12. Der Fall John als solcher ist zu trennen von den Fragen, die mit der Organisation und den Arbeitsmethoden des Verfassungsschutzes zusammenhängen. Das große organisatorische Problem einer Reform des Verfassungsschutzes ist von der Bundesregierung in ihrer Erklärung vom 8. Juli vor diesem Hause bereits behandelt worden. Als wesentliche Gesichtspunkte aus der damaligen Erklärung der Bundesregierung darf ich die folgenden ins Gedächtnis zurückrufen: Gesetzestreue und demokratische Zuverlässigkeit des im Verfassungsschutz tätigen Personals, Wahrung nicht nur der Erfordernisse der Staatssicherheit, sondern auch aller berechtigten Interessen der betroffenen Staatsbürger, Vertiefung der Zusammenarbeit zwischen Bund und Ländern auf diesem für die Sicherheit unseres Volkes so wichtigen Gebiet.
13. Der Fall John, meine Damen und Herren, ist eingangs als eine Schlappe der Bundesrepublik im Kalten Krieg bezeichnet worden. Die Sowjets, deren Helfershelfer in Pankow John jetzt als eine Beutefigur herausstellen, haben selbst im Kalten Krieg viele ihrer Leute verloren, angefangen mit Gouzenko, dem Leiter der Code-Abteilung der sowjetischen Botschaft in Kanada, bis zu Petrow und Rastworow, der eine Spionageleiter in Australien, der andere Leiter der sowjetischen Spionage in Japan. Die Sowjets glaubten sogar vor einigen Monaten Berija, den obersten Chef dieser Art ihrer Kriegführung, liquidieren zu müssen, da er, wie sie sagten, Verrat plante. Die Erfahrungen dieser Jahre lehren, daß weder der totalitäre, noch der demokratische Staat hier gegen Verluste gesichert sind. Großbritannien mußte das Verschwinden hoher Beamter des Auswärtigen Amtes, McLean
und Burgess, hinnehmen. Die Vereinigten Staaten mußten sich damit abfinden, daß Alger Hiss, der Berater des Präsidenten der USA, als Spion entlarvt wurde.
14. Die Lage Deutschlands in dem weltweiten Kalten Krieg wird dadurch verschärft, daß ein Eiserner Vorhang unser Vaterland zerrissen und zerteilt hat. Wenn die Pankower Propagandisten glauben, John als jemanden vorstellen zu können, der bei ihnen Freiheit und Sicherheit gefunden hätte, dann werden sie durch den ununterbrochenen Flüchtlingsstrom vom Osten in den Westen Lügen gestraft.
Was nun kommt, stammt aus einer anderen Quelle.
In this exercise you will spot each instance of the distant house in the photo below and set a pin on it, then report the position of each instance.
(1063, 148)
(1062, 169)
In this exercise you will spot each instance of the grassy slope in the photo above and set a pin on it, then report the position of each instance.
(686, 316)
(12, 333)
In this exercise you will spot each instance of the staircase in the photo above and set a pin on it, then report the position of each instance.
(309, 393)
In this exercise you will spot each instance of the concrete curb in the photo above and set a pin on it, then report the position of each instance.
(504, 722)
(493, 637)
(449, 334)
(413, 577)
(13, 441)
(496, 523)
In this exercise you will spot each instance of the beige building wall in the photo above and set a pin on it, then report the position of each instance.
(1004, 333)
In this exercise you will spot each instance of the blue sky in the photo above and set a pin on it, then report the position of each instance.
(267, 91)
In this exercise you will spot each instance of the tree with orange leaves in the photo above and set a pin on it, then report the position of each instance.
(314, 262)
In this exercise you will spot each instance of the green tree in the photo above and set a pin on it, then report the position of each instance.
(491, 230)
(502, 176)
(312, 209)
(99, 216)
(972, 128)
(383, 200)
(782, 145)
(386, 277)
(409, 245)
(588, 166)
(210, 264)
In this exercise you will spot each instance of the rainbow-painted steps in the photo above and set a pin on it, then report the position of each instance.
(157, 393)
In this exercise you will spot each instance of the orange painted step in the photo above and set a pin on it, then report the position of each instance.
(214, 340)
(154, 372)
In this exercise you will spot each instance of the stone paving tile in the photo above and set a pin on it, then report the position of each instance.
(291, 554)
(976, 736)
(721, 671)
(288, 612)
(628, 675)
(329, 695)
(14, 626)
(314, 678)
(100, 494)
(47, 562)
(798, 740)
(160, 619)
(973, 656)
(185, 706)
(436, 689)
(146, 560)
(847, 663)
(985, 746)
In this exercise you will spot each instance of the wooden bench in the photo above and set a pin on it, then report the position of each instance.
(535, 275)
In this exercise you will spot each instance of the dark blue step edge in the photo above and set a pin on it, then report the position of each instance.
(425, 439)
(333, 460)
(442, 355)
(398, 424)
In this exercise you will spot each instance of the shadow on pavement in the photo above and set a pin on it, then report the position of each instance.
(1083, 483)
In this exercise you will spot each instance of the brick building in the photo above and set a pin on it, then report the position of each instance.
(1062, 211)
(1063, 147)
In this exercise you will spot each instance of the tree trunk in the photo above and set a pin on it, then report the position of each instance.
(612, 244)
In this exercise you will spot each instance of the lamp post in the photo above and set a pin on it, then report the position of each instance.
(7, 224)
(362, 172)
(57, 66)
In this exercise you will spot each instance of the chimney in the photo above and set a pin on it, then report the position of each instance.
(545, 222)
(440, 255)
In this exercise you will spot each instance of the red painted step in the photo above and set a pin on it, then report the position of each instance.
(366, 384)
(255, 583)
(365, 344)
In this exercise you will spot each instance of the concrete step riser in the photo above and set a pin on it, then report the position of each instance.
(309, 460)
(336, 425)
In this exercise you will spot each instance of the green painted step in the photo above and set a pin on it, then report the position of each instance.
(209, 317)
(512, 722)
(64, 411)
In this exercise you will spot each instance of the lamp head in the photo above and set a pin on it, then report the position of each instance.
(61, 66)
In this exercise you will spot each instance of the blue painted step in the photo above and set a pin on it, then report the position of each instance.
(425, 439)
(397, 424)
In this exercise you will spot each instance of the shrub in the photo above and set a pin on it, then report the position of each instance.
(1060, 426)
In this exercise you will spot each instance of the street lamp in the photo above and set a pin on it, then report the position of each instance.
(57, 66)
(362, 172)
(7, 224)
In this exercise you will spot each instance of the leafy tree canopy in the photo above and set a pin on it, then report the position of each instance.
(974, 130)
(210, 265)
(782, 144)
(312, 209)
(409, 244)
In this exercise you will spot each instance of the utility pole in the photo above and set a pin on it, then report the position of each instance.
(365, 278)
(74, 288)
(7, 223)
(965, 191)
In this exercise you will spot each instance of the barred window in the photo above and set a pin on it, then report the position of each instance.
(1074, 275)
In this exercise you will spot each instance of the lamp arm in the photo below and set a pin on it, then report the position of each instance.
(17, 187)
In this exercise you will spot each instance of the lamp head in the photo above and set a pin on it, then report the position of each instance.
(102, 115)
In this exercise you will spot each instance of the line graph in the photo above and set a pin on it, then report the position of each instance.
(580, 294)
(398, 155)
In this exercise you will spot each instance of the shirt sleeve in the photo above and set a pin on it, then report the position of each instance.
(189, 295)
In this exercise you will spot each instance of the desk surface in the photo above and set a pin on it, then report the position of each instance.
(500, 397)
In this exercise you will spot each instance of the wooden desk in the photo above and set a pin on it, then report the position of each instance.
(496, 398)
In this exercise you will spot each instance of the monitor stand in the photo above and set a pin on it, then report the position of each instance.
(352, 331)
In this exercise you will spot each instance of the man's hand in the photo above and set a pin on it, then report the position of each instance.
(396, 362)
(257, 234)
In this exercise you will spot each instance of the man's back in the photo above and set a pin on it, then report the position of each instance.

In ,diesem Flüchtlingsstrom befinden sich bekannte Namen und ungezählte Namenlose. Wir könnten hier die 61 führenden Politiker und Funktionäre aufzählen, die seit 1951 aus der Sowjetzone nach West-Berlin oder in die Bundesrepublik geflüchtet sind. Fünf von ihnen waren Mitglieder der Pankower Regierung, 13 gehörten den Länderregierungen der Sowjetzone an, 28 waren maßgebende Vertreter sowjetzonaler Ministerien. In dem Flüchtlingsstrom befinden sich auch die 14 500 Offiziere und Mannschaften der Volkspolizei, die seit 1952 nach Westen übergetreten sind.
Nahezu jeder zehnte Bewohner der Sowjetzone hat seit 1949 den Weg aus der Unfreiheit in die Freiheit genommen.
Fast zwei Millionen sind es, die in der Bundesrepublik Schutz vor den Nachstellungen und Bedrükkungen des östlichen Systems suchten. Gewaltig aber ist auch die Zahl derer, die drüben still und mit zusammengebissenen Zähnen ausharren und mit heißem Herzen den Tag der Wiedervereinigung in Freiheit herbeisehnen,
jene Stunde, da in unserem Vaterland die Grenzen fallen und wir uns alle wieder als ein einig Volk von Brüdern zusammenfinden.